Agassi: "Ho preso droga": Confessione dell'ex numero 1
Nell'autobiografia in uscita a novembre, l'ex tennista ammette di essere stato dipendente dalle metanfetamine e di aver mentito alle autorità sportive per evitare una squalifica. "Non mi ero mai sentito tanto vivo, ma ho messo a rischio il mio nome e la mia carriera"
MILANO, 28 ottobre 2009 - Andrè Agassi ammette di aver fatto uso di droghe pesanti durante la sua carriera. Il campione di tennis americano, in un’autobiografia di cui oggi il Times pubblica alcuni estratti, ha inoltre detto di essere risultato positivo ad alcuni controlli nel 1997 e di aver mentito alle autorità sportive per evitare una sospensione per doping.
dipendente — Il vincitore di otto titoli dello Slam spiega di essere stato dipendente dalla metanfetamina nel periodo in cui sia la sua carriera tennistica sia il suo matrimonio con l’attrice Brooke Shields erano in crisi. Dopo aver subito un controllo positivo, Agassi racconta di aver scritto all'Atp, l’Associazione dei giocatori professionisti, affermando di aver bevuto per errore una vodka nella quale un suo collaboratore, tale Slim, aveva versato la sostanza. L’Atp aveva deciso di archiviare la faccenda.
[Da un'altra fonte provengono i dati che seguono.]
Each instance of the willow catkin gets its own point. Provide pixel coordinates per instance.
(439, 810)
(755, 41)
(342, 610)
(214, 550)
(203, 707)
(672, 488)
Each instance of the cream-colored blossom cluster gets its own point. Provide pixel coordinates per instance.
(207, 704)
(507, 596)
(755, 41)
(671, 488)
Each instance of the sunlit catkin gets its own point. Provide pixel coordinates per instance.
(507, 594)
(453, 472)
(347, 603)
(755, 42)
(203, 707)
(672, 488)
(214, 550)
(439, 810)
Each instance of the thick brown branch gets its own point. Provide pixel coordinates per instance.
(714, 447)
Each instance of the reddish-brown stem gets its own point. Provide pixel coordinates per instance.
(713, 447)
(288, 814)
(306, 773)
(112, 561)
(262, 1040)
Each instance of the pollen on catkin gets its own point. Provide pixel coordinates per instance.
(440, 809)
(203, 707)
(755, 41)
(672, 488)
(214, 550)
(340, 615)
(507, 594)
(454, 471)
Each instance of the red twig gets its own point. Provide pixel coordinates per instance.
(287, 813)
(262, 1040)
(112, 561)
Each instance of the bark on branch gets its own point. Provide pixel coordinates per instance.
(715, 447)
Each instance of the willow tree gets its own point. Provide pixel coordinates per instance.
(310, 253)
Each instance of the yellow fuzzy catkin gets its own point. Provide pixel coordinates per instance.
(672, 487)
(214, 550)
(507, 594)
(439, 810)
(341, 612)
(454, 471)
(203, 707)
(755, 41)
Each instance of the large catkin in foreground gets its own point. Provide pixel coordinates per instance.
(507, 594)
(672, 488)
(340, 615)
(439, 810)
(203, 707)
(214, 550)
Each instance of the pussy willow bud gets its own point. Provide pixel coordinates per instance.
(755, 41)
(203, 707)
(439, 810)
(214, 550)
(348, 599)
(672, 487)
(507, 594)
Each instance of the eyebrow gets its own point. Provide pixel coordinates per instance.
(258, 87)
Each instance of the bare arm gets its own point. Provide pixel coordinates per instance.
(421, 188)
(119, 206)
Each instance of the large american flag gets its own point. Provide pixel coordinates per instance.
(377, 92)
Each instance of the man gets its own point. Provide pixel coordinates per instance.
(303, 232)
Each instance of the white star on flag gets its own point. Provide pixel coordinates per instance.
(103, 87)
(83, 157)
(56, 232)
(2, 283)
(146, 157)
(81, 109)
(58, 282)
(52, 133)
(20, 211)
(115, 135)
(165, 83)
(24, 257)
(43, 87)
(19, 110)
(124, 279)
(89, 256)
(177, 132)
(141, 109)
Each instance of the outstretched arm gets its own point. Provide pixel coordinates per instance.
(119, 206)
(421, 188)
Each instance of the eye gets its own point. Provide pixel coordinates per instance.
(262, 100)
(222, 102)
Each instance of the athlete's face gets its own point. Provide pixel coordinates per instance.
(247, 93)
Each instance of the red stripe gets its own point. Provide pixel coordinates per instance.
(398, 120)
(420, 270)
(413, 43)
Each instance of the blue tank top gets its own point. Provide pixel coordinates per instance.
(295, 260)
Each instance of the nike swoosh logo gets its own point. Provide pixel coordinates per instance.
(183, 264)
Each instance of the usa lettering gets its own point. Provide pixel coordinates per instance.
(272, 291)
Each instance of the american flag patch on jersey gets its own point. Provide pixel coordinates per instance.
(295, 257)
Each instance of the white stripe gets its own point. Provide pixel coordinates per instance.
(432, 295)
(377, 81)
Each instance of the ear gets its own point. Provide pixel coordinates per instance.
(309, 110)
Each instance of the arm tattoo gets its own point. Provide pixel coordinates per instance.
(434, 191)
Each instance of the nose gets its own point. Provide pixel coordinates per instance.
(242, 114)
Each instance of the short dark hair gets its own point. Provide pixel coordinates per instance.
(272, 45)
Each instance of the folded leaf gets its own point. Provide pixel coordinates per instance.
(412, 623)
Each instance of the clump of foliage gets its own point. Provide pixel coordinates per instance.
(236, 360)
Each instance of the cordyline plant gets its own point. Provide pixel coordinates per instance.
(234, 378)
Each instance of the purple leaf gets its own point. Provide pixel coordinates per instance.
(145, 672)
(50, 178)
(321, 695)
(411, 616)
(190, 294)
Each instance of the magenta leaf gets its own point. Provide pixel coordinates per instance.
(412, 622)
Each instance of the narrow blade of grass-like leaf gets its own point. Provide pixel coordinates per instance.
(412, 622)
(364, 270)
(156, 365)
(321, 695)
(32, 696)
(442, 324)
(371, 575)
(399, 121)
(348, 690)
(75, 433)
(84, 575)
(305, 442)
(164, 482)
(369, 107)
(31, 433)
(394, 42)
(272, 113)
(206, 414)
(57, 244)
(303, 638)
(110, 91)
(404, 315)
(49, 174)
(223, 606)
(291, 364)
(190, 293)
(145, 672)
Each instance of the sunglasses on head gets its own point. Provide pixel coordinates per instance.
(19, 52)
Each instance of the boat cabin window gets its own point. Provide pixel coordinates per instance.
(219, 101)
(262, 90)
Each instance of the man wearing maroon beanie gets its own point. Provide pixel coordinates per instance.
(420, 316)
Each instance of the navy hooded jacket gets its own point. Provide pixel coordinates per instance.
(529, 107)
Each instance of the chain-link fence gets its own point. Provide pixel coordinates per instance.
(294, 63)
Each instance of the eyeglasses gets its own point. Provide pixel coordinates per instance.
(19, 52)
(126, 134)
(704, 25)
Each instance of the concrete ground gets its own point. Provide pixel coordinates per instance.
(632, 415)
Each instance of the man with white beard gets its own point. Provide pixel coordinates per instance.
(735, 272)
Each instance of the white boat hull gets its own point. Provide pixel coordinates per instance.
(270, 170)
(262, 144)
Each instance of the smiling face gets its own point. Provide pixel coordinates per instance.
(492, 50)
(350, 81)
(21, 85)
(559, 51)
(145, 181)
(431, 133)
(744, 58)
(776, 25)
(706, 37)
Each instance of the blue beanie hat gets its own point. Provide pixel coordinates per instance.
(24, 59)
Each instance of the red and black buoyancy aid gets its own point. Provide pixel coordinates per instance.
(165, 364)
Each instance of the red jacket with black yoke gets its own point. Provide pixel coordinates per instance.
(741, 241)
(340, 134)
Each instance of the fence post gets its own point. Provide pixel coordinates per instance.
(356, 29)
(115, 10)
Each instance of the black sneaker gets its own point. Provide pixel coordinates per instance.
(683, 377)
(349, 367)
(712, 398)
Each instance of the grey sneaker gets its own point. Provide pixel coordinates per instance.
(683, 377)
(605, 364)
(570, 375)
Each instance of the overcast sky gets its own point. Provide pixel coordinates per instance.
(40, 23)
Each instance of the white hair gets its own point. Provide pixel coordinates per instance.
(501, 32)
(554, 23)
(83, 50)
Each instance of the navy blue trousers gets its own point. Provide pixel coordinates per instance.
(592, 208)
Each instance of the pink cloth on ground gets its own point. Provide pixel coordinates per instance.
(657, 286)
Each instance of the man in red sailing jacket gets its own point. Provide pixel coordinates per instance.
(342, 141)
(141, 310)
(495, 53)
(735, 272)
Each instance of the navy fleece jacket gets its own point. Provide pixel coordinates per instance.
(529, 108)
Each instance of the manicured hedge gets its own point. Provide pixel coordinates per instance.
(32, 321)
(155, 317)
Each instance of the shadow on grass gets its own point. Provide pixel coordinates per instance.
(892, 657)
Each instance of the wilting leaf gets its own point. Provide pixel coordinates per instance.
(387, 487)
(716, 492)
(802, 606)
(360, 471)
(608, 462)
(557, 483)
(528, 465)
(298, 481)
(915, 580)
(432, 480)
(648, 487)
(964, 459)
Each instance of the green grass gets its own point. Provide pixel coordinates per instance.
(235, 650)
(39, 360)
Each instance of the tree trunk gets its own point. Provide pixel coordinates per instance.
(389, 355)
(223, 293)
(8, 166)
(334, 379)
il momento più difficile — "Sniffai anch'io - scrive Agassi nell'autobiografia - mi sono sentito bene, poi mi ha travolto un senso di colpa e un'immensa tristezza, quindi un'altra ondata di euforia che cancellò ogni pensiero negativo dalla mia mente, non mi ero mai sentito tanto vivo, tanto pieno di speranze e mai ho sentito tanta energia dentro di me". Un'euforia presto svanita: Agassi realizzò di aver commesso un grave errore, anche perchè qualche giorno dopo lo chiamò l'Atp comunicandogli la positività di un test antidoping. "Il mio nome, la mia carriera, tutto era a rischio. Tutto quello che avevo ottenuto, per il quale avevo lavorato duramente. Allora ho deciso di scrivere una lettera all'Atp, ho scritto tante menzogne mescolate con mezze verità, davo la colpa al mio assistente, spiegavo che lui era un abituale consumatore di droghe e che per errore io avevo bevuto un drink di Slim che conteneva sostanze stupefacenti, ho chiesto comprensione e indulgenza e ho spedito la lettera. Sentivo tanta vergogna dentro di me e mi ripromisi di non fare più un errore del genere". Di fronte alle parole di Agassi, l'Atp decise all'epoca di non procedere con la sospensione per tre mesi, prevista da regolamento per l'uso di droghe ricreative.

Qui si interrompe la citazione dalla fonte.